Los litigios suelen ser temidos por muchos en la facultad de derecho y en la profesión, pero existen algunas maneras de ser no solo un abogado litigante exitoso, sino también excepcional y feliz. Todo implica saber cómo prepararse para las exigentes responsabilidades de un litigante y los múltiples factores que conlleva.
¿Cómo saber cuándo presentar el argumento jurídico correcto?
Una de las partes más importantes de ser litigante es saber cuándo presentar, o no, un determinado argumento legal en un escrito y en las mociones o memorandos subsiguientes. Algunos litigantes creen que la mejor manera de hacerlo es usar todos los recursos disponibles, pero no lo es. Estas tácticas rara vez funcionan, y aún más raramente logran que un juez, su querido amigo, le caiga bien a usted o a su cliente. La regla general siempre debe ser considerar los hechos y los elementos de cada causa de acción que desee presentar. Si puede presentar razonablemente esos hechos como si cumplieran con los elementos de cada causa de acción, recordando que el jurado debe hacer lo mismo, entonces es una causa de acción que vale la pena presentar. Pero si no cree que se cumplan los elementos, no se preocupe, el abogado de la parte contraria se lo recordará si presenta dichas acciones.
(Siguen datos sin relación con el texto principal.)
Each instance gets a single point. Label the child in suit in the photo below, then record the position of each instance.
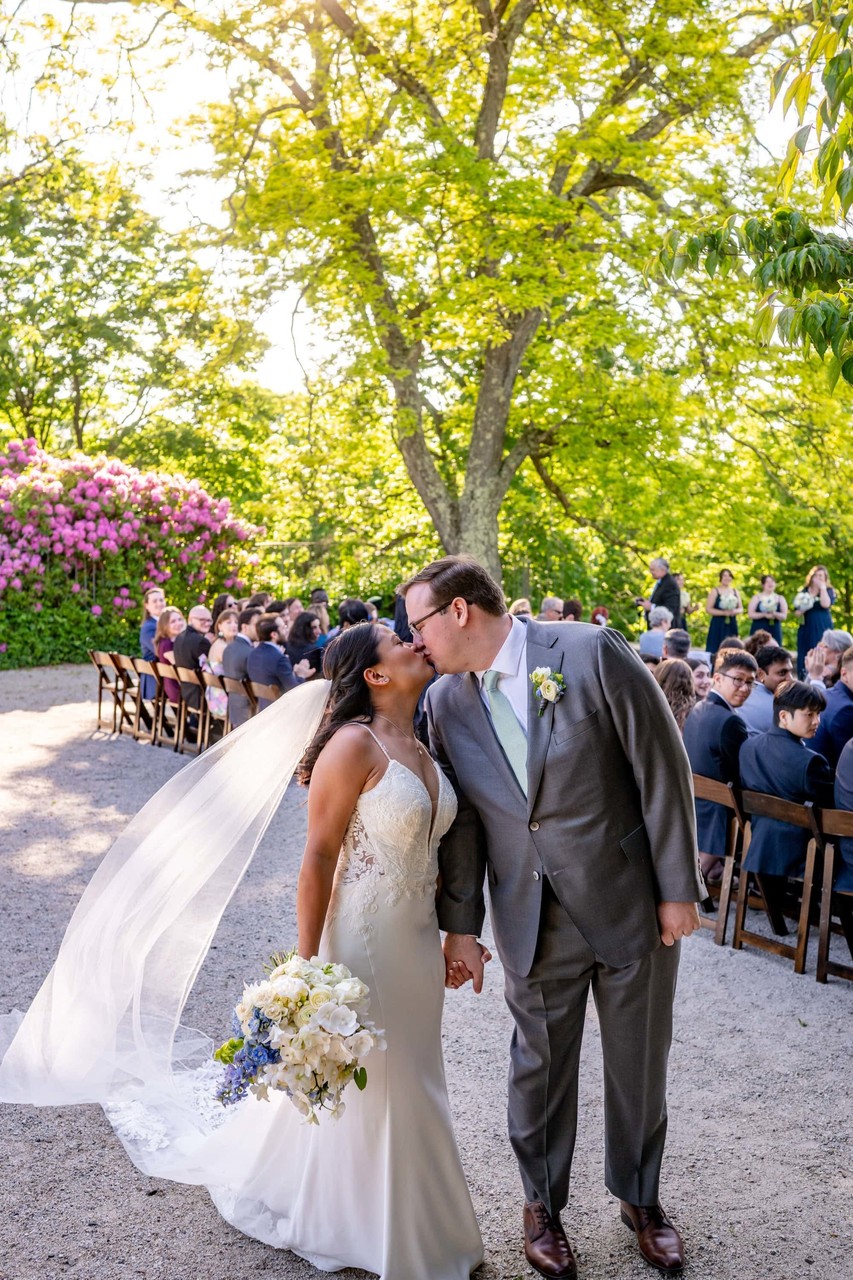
(780, 764)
Por lo tanto, sea precavido y, si no puede probar los elementos, no los incluya en la demanda ni en las contrademandas.
¿Cuándo defenderse de las controversias durante un litigio?
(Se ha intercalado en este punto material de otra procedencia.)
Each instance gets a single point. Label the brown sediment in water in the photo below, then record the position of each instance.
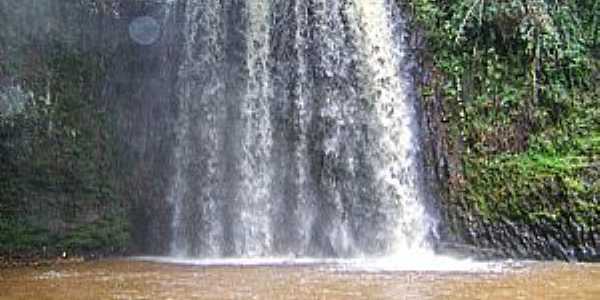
(125, 279)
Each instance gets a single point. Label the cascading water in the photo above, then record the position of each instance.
(296, 132)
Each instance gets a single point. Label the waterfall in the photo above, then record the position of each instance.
(296, 132)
A menudo, el abogado de la parte contraria brinda la oportunidad de generar un llamado a la acción, aumentar la presión arterial y generar la idea de represalias inmediatas; sin embargo, esa no siempre es la mejor manera de proceder. No toda moción requiere una respuesta, ni toda respuesta requiere una réplica. Un litigante excepcional sabrá cuándo mantenerse firme en una moción que habla por sí sola sin necesidad de responder constantemente a los argumentos del abogado de la parte contraria, si estos no son más que testaferros. Una buena regla general es sortear las mociones y respuestas del abogado de la parte contraria para encontrar argumentos reales que ataquen la esencia del caso y que, de hecho, podrían llevar al tribunal a aceptar el argumento e ignorar aquellos que atacan la semántica y cuestiones irrelevantes del caso. Un buen abogado de la parte contraria esconderá la aguja en el pajar, la encontrará antes de que le pinche e ignorará el resto del pajar. Además, no querrá enfatizar aún más los argumentos irrelevantes que el abogado de la parte contraria planteó ante el tribunal en sus respuestas o réplicas. Deje que los argumentos pobres mueran y concéntrese en los argumentos que le permitirán ganar su caso.
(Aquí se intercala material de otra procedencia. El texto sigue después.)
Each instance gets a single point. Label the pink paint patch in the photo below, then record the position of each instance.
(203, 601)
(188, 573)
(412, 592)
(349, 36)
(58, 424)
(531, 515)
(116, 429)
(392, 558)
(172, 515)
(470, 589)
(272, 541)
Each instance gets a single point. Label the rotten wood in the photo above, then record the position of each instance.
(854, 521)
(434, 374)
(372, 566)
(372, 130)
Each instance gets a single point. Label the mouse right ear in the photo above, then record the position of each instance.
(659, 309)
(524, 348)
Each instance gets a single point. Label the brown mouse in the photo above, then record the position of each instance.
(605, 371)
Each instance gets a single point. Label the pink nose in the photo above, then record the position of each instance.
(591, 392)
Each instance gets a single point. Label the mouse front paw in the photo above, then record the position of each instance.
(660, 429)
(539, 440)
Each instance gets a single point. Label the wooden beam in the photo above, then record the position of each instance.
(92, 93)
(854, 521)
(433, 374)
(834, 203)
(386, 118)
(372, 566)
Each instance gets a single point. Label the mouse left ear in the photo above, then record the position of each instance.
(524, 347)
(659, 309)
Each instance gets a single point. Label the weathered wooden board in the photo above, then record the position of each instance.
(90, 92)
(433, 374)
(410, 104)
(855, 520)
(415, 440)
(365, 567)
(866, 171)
¿Por qué es importante la investigación para ser un gran litigante?
Desde la época de la facultad de derecho hasta la práctica, se ha hecho hincapié en la investigación, y con razón. Un buen litigante sabe investigar bien o contrata a buenos pasantes que pueden hacerlo. Esto se debe a que, para dar un giro a una audiencia o cerrar definitivamente una moción de juicio sumario o desestimación, basta con una jurisprudencia que se ajuste exactamente a su argumento y a sus hechos. Estar preparado y contar con la jurisprudencia adecuada es tan importante para un litigante como saber presentar argumentos legales con seguridad y elegancia, tanto en los escritos como en los alegatos orales. Una moción tiene la fuerza de la jurisprudencia que la respalda; sin un respaldo constitucional, estatutario o jurisprudencial, ningún tribunal estará de acuerdo con usted, por muy convincente que parezca.
Ser un buen litigante no es difícil; solo requiere paciencia, preparación, buenas habilidades de investigación y la capacidad de mantener la calma en situaciones difíciles y encontrar la salida sin perder la compostura ni perjudicar su caso, es decir, a su cliente y su reputación, en ese orden. El resto: la oratoria, la práctica de mociones y las habilidades de negociación se adquieren con el tiempo y la práctica, pero el resto debe provenir de cada persona, del trabajo duro y la dedicación.